0000000000000000 <f>:
   0:	66 0f ef d2          	pxor   %xmm2,%xmm2
   4:	b8 00 00 00 00       	mov    $0x0,%eax
			5: R_X86_64_32	head
   9:	66 0f 6f 25 00 00 00 	movdqa 0x0(%rip),%xmm4        # 11 <f+0x11>
  10:	00 
			d: R_X86_64_PC32	.LC0-0x4
  11:	66 0f 6f 1d 00 00 00 	movdqa 0x0(%rip),%xmm3        # 19 <f+0x19>
  18:	00 
			15: R_X86_64_PC32	.LC1-0x4
  19:	0f 1f 80 00 00 00 00 	nopl   0x0(%rax)
  20:	66 0f 6f 00          	movdqa (%rax),%xmm0
  24:	66 0f 6f c8          	movdqa %xmm0,%xmm1
  28:	66 0f d9 c4          	psubusw %xmm4,%xmm0
  2c:	66 0f 75 c2          	pcmpeqw %xmm2,%xmm0
  30:	66 0f fd cb          	paddw  %xmm3,%xmm1
  34:	66 0f df c1          	pandn  %xmm1,%xmm0
  38:	66 0f 7f 00          	movdqa %xmm0,(%rax)
  3c:	48 83 c0 10          	add    $0x10,%rax
  40:	48 3d 00 00 00 00    	cmp    $0x0,%rax
			42: R_X86_64_32S	head+0x20000
  46:	75 d8                	jne    20 <f+0x20>
  48:	f3 c3                	repz retq 


There is a lot of unnecessary code.  The psubusw instruction alone is sufficient.  The purpose of this instruction is to implement saturated subtraction.  Why does gcc create all this extra code?  The code should just be

   movdqa (%rax), %xmm0
   psubusw %xmm1, %xmm0
   movdqa %mm0, (%rax)

where %xmm1 has WSIZE in the 16-bit values.
Comment 1 Richard Biener 2011-12-12 10:23:20 UTC
It's vectorized as

  vect_var_.11_17 = MEM[base: D.1616_5, offset: 0B];
  vect_var_.12_19 = vect_var_.11_17 + { 65472, 65472, 65472, 65472, 65472, 65472, 65472, 65472 };
  vect_var_.14_22 = VEC_COND_EXPR <vect_var_.11_17 > { 63, 63, 63, 63, 63, 63, 63, 63 }, vect_var_.12_19, { 0, 0, 0, 0, 0, 0, 0, 0 }>;
  MEM[base: D.1616_5, offset: 0B] = vect_var_.14_22;

GCC doesn't have the idea that this is a "saturated subtraction".  If targets
have saturated arithmetic support, but only with vectors, then the vectorizer
pattern recognition would need to be enhanced and the targets eventually
should support expanding saturated arithmetic.

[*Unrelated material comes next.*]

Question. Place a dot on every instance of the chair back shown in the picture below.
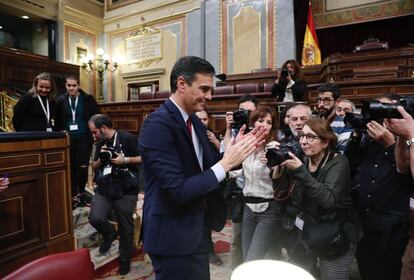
(63, 266)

OTOH middle-end support for saturated arithmetic needs to be improved,
scalar code could also benefit from optimization.  On the RTL level
we have [us]s_{plus,minus} which the vectorizer could use (if implemented
on the target for vector types).
Comment 2 Ulrich Drepper 2012-01-08 18:56:48 UTC
Note, this code appears in gzip and therefore IIRC in specCPU (in deflate.c:fill_window).  Although when compiling gzip myself with that code embedded in a larger function I cannot get the optimization to apply at all.

If this bug is fixed and the optimization is applied the spec numbers could go up if specCPUis testing unzipping...
Comment 3 Richard Biener 2012-07-13 08:39:43 UTC
Link to vectorizer missed-optimization meta-bug.
Comment 4 Andrew Pinski 2016-01-04 23:22:48 UTC
AARCH64 could produce SQSUB instead of the following code:
        add     v1.8h, v0.8h, v3.8h
        cmhi    v0.8h, v0.8h, v2.8h
        and     v0.16b, v1.16b, v0.16b
Comment 5 Andrew Pinski 2021-08-24 23:44:48 UTC
We do slightly better but not close:
        movdqa  (%rax), %xmm0
        addq    $16, %rax
        psubusw %xmm1, %xmm0
        paddw   %xmm1, %xmm0
        paddw   %xmm2, %xmm0
        movaps  %xmm0, -16(%rax)

Which is expanded from:
  vect__1.6_15 = MAX_EXPR <vect_m_6.5_3, { 64, 64, 64, 64, 64, 64, 64, 64 }>;
  vect__2.7_17 = vect__1.6_15 + { 65472, 65472, 65472, 65472, 65472, 65472, 65472, 65472 };

-mavx2 we get:
        vpmaxuw (%rax), %ymm2, %ymm0
        addq    $32, %rax
        vpaddw  %ymm1, %ymm0, %ymm0
        vmovdqa %ymm0, -32(%rax)

Just note 65472 is -64.

This shouldn't be too hard to detect and add and even lower back to MAX_EXPR/PLUS_EXPR if us_minus does not exist.